In [52]:
# Import packages and specify dependencies
from bs4 import BeautifulSoup
import requests
import os
import re

## Problem statement

**Source:** Inter-university Consortium of Political and Social Research (ICPSR)  
**Parent directory:** https://www.icpsr.umich.edu/files/NACJD/ORIs/

**Goal:** Obtain a list of all law enforcement agencies in the US with their corresponding ORI codes and other pertaining information (county, state, FIPS and UCR codes)

**Definitions:**
- UCR (uniform crime reporting) code:  code
- FIPS (federal information processing standards) code: unique county (and county equivalents) identification code 
- ORI (originating agency identifier) code

### Use BeatifulSoup html parser to extract links

In [24]:
# Extract all links to lists of law enforcement agencies in a state
base_url = r'https://www.icpsr.umich.edu/files/NACJD/ORIs/'
response = requests.get(base_url)

soup = BeautifulSoup(response.text, 'html.parser')

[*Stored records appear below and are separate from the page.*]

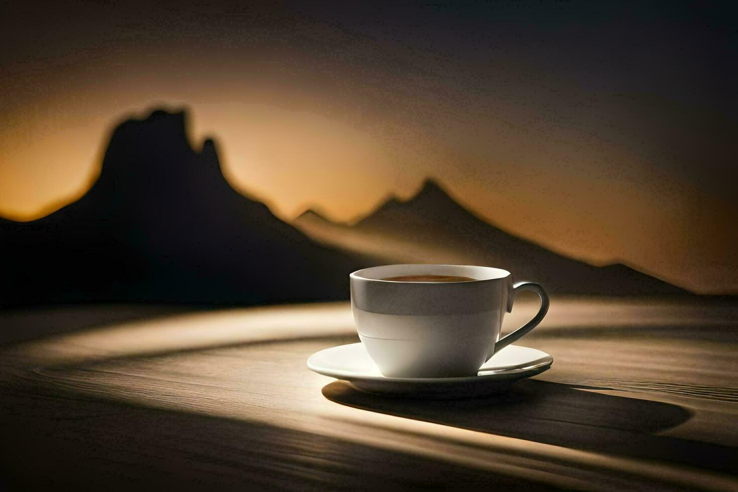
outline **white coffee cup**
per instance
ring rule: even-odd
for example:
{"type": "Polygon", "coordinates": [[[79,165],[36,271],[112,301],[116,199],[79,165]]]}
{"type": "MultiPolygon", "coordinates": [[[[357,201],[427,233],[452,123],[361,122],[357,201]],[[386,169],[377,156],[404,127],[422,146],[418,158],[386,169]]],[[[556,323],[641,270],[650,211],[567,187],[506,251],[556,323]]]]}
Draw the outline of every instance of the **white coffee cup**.
{"type": "Polygon", "coordinates": [[[537,283],[513,285],[509,271],[465,265],[385,265],[351,274],[351,309],[359,337],[382,375],[392,378],[475,375],[495,352],[536,328],[548,311],[537,283]],[[383,280],[407,275],[452,275],[466,282],[383,280]],[[500,339],[515,296],[541,298],[530,322],[500,339]]]}

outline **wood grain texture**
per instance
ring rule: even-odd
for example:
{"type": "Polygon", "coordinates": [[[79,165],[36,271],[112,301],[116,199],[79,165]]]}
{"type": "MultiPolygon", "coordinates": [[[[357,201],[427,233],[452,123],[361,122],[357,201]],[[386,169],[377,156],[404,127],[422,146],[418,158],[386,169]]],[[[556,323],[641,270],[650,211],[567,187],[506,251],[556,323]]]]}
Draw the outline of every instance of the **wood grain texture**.
{"type": "Polygon", "coordinates": [[[0,485],[738,488],[728,302],[554,299],[522,344],[553,367],[461,401],[310,372],[311,353],[356,341],[345,303],[134,311],[0,313],[0,485]]]}

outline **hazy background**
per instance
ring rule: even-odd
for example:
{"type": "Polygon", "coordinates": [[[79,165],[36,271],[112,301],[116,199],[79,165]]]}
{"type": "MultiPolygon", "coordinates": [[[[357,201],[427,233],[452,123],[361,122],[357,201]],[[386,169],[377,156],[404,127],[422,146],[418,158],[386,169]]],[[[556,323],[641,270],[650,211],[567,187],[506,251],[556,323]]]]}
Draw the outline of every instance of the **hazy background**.
{"type": "Polygon", "coordinates": [[[114,125],[184,105],[231,184],[283,220],[356,220],[432,176],[568,256],[738,292],[734,18],[707,2],[5,4],[0,216],[76,199],[114,125]]]}

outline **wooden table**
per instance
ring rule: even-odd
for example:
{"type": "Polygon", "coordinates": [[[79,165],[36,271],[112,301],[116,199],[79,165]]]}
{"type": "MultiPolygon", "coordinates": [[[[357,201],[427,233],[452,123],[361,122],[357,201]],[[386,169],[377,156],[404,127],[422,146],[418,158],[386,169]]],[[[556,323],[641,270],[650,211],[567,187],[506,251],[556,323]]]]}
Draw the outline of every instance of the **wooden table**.
{"type": "Polygon", "coordinates": [[[554,299],[522,344],[551,370],[428,401],[306,368],[357,340],[347,303],[6,311],[0,488],[736,490],[737,313],[554,299]]]}

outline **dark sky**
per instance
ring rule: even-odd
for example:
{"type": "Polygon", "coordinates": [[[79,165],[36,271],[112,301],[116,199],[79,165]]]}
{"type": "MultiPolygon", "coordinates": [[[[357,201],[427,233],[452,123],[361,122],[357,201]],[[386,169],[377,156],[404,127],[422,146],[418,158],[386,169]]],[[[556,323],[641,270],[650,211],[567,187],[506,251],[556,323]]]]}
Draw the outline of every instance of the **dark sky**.
{"type": "Polygon", "coordinates": [[[430,176],[569,255],[738,290],[731,3],[13,3],[0,215],[78,196],[112,125],[166,105],[286,220],[430,176]]]}

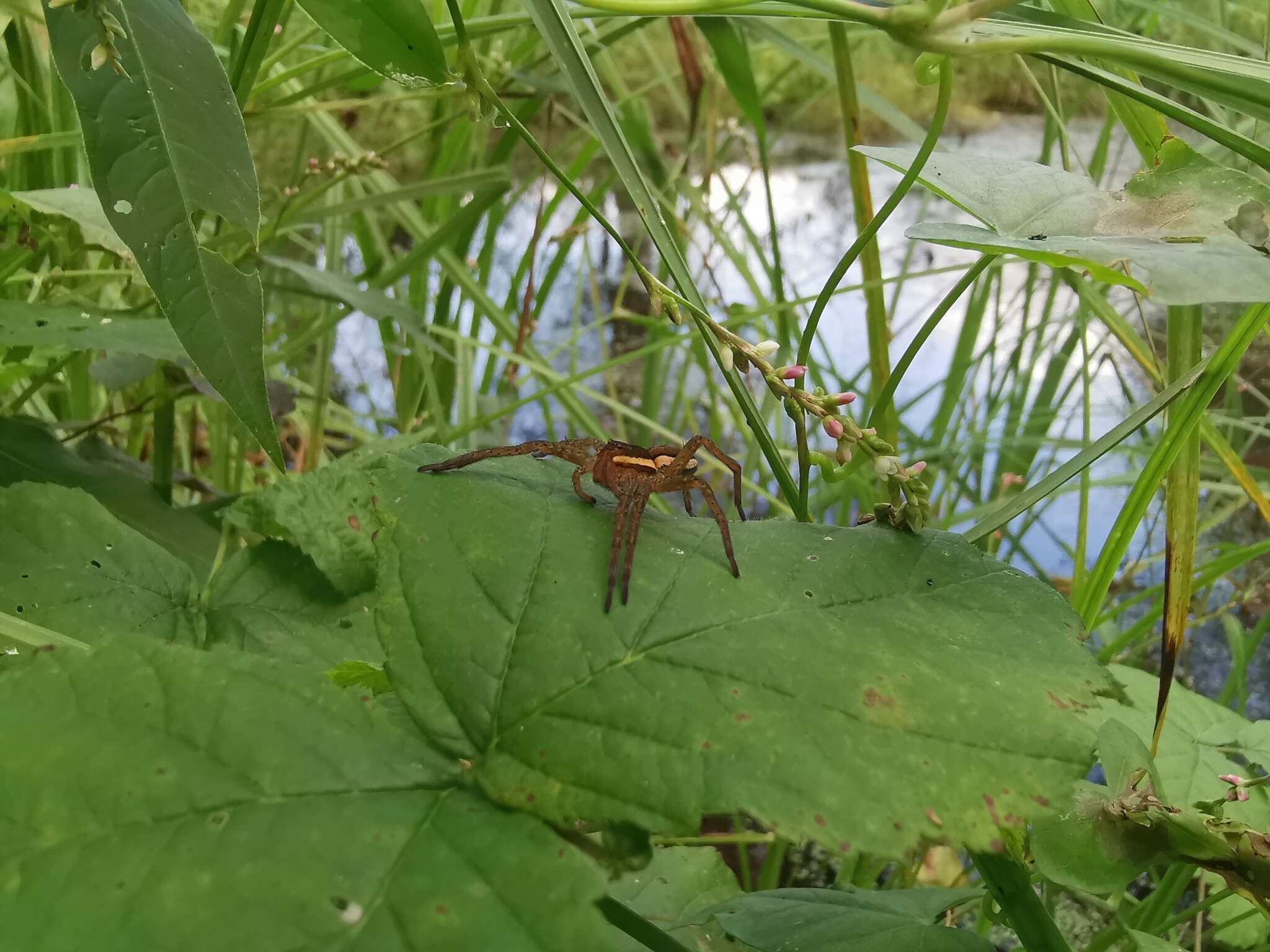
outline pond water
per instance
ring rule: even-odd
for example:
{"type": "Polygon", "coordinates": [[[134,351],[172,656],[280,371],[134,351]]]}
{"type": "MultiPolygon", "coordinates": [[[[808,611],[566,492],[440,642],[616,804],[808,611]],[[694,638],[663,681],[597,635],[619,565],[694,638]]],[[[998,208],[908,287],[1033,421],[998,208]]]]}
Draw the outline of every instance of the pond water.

# list of links to pages with counties, county law enforcemen agencies and their ORIs
links = [os.path.join(base_url, link.get('href')) for link in soup.find_all('a')][4:-2]

In [None]:
def find_county_codes(text):
    # - accepts raw string and cleans it
    # - outputs a dictionary with a county name, its FIPS code and UCR
    county_dict = {}
    county_raw, code_raw = text.a.get('name').split('_(FIPS=')
    county = ' '.join(county_raw.split('_')[1:])
    code = [i.strip(')') for i in re.split('=|_UCR', code_raw) if i]
    county_dict['county'] = county
    county_dict['fips'] = code[0]
    county_dict['ucr'] = code[1]
    
    return county_dict

In [None]:
def find_agency_ori(text):
    # - accepts raw string and cleans it
    # - outputs a list of dictionaries with an agency name, its ORI7 and ORI9 codes and abbreviated state name
    agency_raw = text.text.split('ORI9')[1].strip().split('\n')
    agency_ori = []
    for element in agency_raw:
        data = [i for i in element.strip().split('   ') if i]
        agency_dict = {}
        agency_dict['agency'] = data[0]
        agency_dict['ori7'] = data[1]
        agency_dict['ori9'] = data[2]
        agency_dict['state_abbr'] = data[2][:2]
        agency_ori.append(agency_dict)
    
    return agency_ori


### Get a list of all law enforcement agencies with codes

The list of all law enforcement agencies is yielded as a list of dictionaries. Each dictionary contains the following fileds:
- agency
- county
- state_abbr
- ORI7
- ORI9
- FIPS 
- UCR

In [134]:
def scrape_by_state(link):
    # - Scrapes all html text in a given link
    # - Searches for tags 'h3' and 'pre'
    # - Passes found text to find_agency_ori and find_county_codes functions
    # - Merges the two agency and county dictionaties
    # - Outputs a list of dictonaries with keys: county, agency, state_abbr, ori9, ori7, fips, ucr 

    response = requests.get(link)
    soup = BeautifulSoup(response.text, 'html.parser')

    agencies = []
    for s, a in zip(soup.find_all('h3'), soup.find_all('pre')):
        county = find_county_codes(s)
        ori_codes = find_agency_ori(a)
        for agency in ori_codes:
            agencies.append({**county, **agency})


    return agencies   

agencies = []
for link in links:
    agencies.extend(scrape_by_state(link))

In [142]:
# Example agency record
agencies[100]

{'county': 'COOSA',
 'fips': '037',
 'ucr': '019',
 'agency': "COOSA COUNTY SHERIFF'S OFFICE",
 'ori7': '  AL02200',
 'ori9': 'AL0220000',
 'state_abbr': 'AL'}

### Save data as json file

In [141]:
import json
with open('data/agencies.txt', 'w+') as outfile:
    json.dump(agencies, outfile)